La brisa de la noche en Buenos Aires soplaba suavemente, trayendo consigo el aroma dulce del jazmín y el murmullo lejano de la ciudad que nunca duerme. Pero en el santuario improvisado que Tamara había elegido como su hogar temporal —un antiguo loft con vistas al Río de la Plata, cuyas ventanas reflectaban las luces parpadeantes de la costanera—, el mundo exterior parecía desvanecerse en un segundo plano.

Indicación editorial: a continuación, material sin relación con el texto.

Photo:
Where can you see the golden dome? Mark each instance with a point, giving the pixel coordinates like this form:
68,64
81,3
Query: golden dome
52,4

La atmósfera era de una quietud profunda, casi reverente, solo rota por el suave crepitar de una pequeña esfera de luz que flotaba en el centro de la habitación, un regalo de Castiel.
Tamara, la Oscuridad primordial, estaba sentada en un diván de terciopelo oscuro, observando la luz con una intensidad que pocos comprenderían. No era solo un orbe luminoso; era un fragmento de la esencia de su hermano, la Luz, canalizada a través de la esencia de Castiel. Era un recordatorio de la constante dicotomía que definía su existencia y la del ángel, una representación física de la improbable, pero innegable, conexión entre ambos.
La puerta del loft se abrió con un silencio casi imperceptible, y Castiel, el Ángel del Señor, entró. Su presencia, para los ojos y sentidos de Tamara, era un faro. A pesar de que él había sido forjado de la Luz, y ella era la Oscuridad, había una resonancia inexplicable entre ellos, una atracción que trascendía las leyes celestiales y las diferencias fundamentales de su ser.
Había pasado un tiempo desde la última vez que se habían visto. Después de la intervención de Tamara con Stiles en el Cementerio de la Recoleta, ella había optado por el recogimiento, procesando la energía de la entidad parasitaria que había absorbido y permitiendo que la balanza de su ser se reequilibrara después de la inestabilidad que había causado el evento. Castiel, por su parte, había estado cumpliendo con sus deberes, ayudando en la reconstrucción de las zonas afectadas por los recientes disturbios que habían asolado la ciudad, consecuencia indirecta de las batallas que se libraban en planos superiores.
—Tamara —dijo Castiel, su voz un murmullo grave que parecía llenar el espacio con una calidez inusual para un ángel.
Su mirada, que había visto eones y universos, se posó en ella con una intensidad que delataba una emoción profunda.
No se acercó de inmediato, respetando el aura de quietud que la envolvía.
Tamara levantó la cabeza, sus ojos, que eran abismos de la noche, se encontraron con los suyos. En ellos no había juicio, solo una aceptación y una comprensión que desarmaba.
La miró, realmente la miró, no como la Oscuridad, la hermana de Dios, o la entidad peligrosa, sino como Tamara.
—Castiel —respondió ella, su voz como un suspiro del viento nocturno—. Has vuelto.
El ángel asintió, dando un paso adelante, luego otro, hasta que estuvo de pie frente a ella, la esfera de luz flotando entre ellos. Su rostro, generalmente sereno e impasible, mostraba una vulnerabilidad que rara vez se veía en un ser de su estatus. Había estado conteniendo estas palabras, estas emociones, por un tiempo que le había parecido una eternidad.
—No podría mantenerme alejado por más tiempo —confesó Castiel, su voz apenas audible. Extendió una mano, pero no la tocó. En su lugar, sus dedos rozaron el aire a centímetros de su mejilla, como si quisiera memorizar la textura de su piel—. Cada momento lejos de ti... es una agonía.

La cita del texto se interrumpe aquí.